Researchers from MIT and the Brookhaven National Laboratory suggest that tweaking the magnetism in microchips could eventually allow electronics to operate using significantly less power.
MIT engineers noted that numerous research efforts worldwide have focused on the “spin” property of electrons, rather than their charge, in recent years. Not only would “spintronic” devices curb the need for external power and generate less heat, but they could also enable more powerful chips as current, electrically charged semiconductors approach the physical limits of their capabilities.
After discovering that hydrogen from airborne water vapor was altering their experiments with magnetism, the MIT team used hydrogen ions, rather than the larger oxygen ions previously used, to alter the magnetism of a thin film material without degrading it.
Their study, published in the journal Nature Materials, describes how applying a small voltage to the material changed its magnetic orientation.
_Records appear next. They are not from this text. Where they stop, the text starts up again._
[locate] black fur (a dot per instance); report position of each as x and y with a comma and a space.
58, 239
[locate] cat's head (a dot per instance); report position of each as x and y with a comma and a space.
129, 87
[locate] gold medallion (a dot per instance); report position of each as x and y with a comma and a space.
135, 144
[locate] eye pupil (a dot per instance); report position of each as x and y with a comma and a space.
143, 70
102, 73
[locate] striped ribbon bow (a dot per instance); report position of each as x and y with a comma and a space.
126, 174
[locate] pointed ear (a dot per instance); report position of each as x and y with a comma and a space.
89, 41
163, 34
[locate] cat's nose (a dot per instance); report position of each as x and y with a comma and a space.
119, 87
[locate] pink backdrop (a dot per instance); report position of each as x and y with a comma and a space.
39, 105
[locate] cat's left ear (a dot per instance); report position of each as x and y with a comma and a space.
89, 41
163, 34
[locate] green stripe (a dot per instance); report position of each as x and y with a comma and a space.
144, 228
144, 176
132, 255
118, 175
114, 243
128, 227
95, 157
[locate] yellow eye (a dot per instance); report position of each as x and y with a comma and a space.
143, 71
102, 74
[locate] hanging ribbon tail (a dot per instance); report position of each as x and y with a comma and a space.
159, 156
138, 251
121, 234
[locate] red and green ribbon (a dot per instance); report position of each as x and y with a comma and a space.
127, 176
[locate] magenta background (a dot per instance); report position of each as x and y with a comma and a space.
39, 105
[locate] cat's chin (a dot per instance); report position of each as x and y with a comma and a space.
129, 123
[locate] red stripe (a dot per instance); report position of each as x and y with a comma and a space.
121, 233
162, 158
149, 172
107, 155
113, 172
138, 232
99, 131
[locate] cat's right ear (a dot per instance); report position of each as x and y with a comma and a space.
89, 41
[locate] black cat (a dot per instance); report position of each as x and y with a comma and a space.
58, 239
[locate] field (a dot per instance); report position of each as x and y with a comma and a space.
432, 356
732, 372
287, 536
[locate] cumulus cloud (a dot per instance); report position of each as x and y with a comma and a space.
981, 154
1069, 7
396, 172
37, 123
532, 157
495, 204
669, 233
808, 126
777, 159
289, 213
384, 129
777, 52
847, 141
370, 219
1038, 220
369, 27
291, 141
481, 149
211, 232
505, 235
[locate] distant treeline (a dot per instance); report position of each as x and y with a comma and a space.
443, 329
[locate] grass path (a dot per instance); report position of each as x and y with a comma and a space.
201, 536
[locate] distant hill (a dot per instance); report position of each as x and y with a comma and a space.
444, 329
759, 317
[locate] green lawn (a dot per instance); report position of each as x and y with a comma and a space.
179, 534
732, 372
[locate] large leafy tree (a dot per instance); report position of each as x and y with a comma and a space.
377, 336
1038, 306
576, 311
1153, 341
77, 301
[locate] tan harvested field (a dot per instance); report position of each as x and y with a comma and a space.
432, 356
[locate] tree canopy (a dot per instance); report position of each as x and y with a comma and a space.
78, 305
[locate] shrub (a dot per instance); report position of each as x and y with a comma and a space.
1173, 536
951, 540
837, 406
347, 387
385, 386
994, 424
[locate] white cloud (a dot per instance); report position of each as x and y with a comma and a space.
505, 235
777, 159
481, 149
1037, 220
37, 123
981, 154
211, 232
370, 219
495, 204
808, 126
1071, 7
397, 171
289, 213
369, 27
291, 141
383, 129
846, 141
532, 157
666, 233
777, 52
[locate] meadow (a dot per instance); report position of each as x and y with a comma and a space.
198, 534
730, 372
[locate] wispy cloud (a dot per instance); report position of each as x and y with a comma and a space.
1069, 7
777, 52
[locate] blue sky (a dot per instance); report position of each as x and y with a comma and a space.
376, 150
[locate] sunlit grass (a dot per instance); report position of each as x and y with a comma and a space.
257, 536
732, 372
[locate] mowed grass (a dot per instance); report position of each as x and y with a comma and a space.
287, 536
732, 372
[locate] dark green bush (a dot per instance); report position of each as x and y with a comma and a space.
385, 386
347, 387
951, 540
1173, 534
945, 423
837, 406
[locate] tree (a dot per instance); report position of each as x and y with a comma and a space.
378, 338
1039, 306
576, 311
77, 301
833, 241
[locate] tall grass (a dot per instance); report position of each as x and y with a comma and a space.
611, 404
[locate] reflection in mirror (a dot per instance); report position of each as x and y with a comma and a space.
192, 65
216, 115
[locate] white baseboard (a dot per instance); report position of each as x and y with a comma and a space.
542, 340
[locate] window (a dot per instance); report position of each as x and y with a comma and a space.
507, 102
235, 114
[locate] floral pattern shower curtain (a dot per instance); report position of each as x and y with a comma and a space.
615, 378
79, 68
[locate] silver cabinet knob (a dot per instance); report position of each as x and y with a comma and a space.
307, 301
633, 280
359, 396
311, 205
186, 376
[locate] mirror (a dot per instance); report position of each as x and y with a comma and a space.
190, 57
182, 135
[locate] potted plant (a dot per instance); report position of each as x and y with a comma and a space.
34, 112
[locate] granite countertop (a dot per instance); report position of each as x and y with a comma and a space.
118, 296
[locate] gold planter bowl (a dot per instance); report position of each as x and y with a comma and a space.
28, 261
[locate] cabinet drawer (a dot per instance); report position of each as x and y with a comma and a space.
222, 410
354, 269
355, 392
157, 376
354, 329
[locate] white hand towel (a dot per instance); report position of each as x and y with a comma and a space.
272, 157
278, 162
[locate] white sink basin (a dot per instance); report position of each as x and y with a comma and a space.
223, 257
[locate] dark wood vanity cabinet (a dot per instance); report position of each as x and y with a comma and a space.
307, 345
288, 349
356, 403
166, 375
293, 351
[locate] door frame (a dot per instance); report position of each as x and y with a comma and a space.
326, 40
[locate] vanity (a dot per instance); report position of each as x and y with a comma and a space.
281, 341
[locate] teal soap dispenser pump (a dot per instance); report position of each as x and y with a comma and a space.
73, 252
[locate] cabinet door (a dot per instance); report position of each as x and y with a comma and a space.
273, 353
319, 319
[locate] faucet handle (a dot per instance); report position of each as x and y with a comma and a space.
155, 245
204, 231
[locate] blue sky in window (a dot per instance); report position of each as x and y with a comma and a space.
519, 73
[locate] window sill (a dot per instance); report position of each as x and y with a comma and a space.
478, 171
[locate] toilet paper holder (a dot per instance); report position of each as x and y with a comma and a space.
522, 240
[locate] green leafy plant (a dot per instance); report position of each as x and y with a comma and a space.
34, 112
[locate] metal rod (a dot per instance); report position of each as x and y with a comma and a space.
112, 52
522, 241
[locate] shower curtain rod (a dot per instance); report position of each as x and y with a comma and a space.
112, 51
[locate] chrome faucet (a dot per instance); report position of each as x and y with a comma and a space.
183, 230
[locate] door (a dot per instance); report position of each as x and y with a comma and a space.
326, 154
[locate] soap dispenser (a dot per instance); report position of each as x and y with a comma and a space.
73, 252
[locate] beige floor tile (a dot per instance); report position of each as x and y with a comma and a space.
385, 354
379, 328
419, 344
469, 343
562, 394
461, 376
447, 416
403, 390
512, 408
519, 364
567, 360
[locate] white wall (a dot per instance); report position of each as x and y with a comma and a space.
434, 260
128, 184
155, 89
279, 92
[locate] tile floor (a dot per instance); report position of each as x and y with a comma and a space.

More importantly, the material remained in its altered state — and could be switched back — without the need for additional power.
Although the research remains in its infancy, engineers said the ability to control magnetism with the flip of a switch could prove to be a breakthrough for mobile computing and sensor technology.
“It’s not only interesting from the fundamental side, but it’s also a potential game-changer for applications, where magnetic materials are used to store and process digital information,” Chris Leighton, a University of Minnesota engineer who was not involved in the study, told MIT News.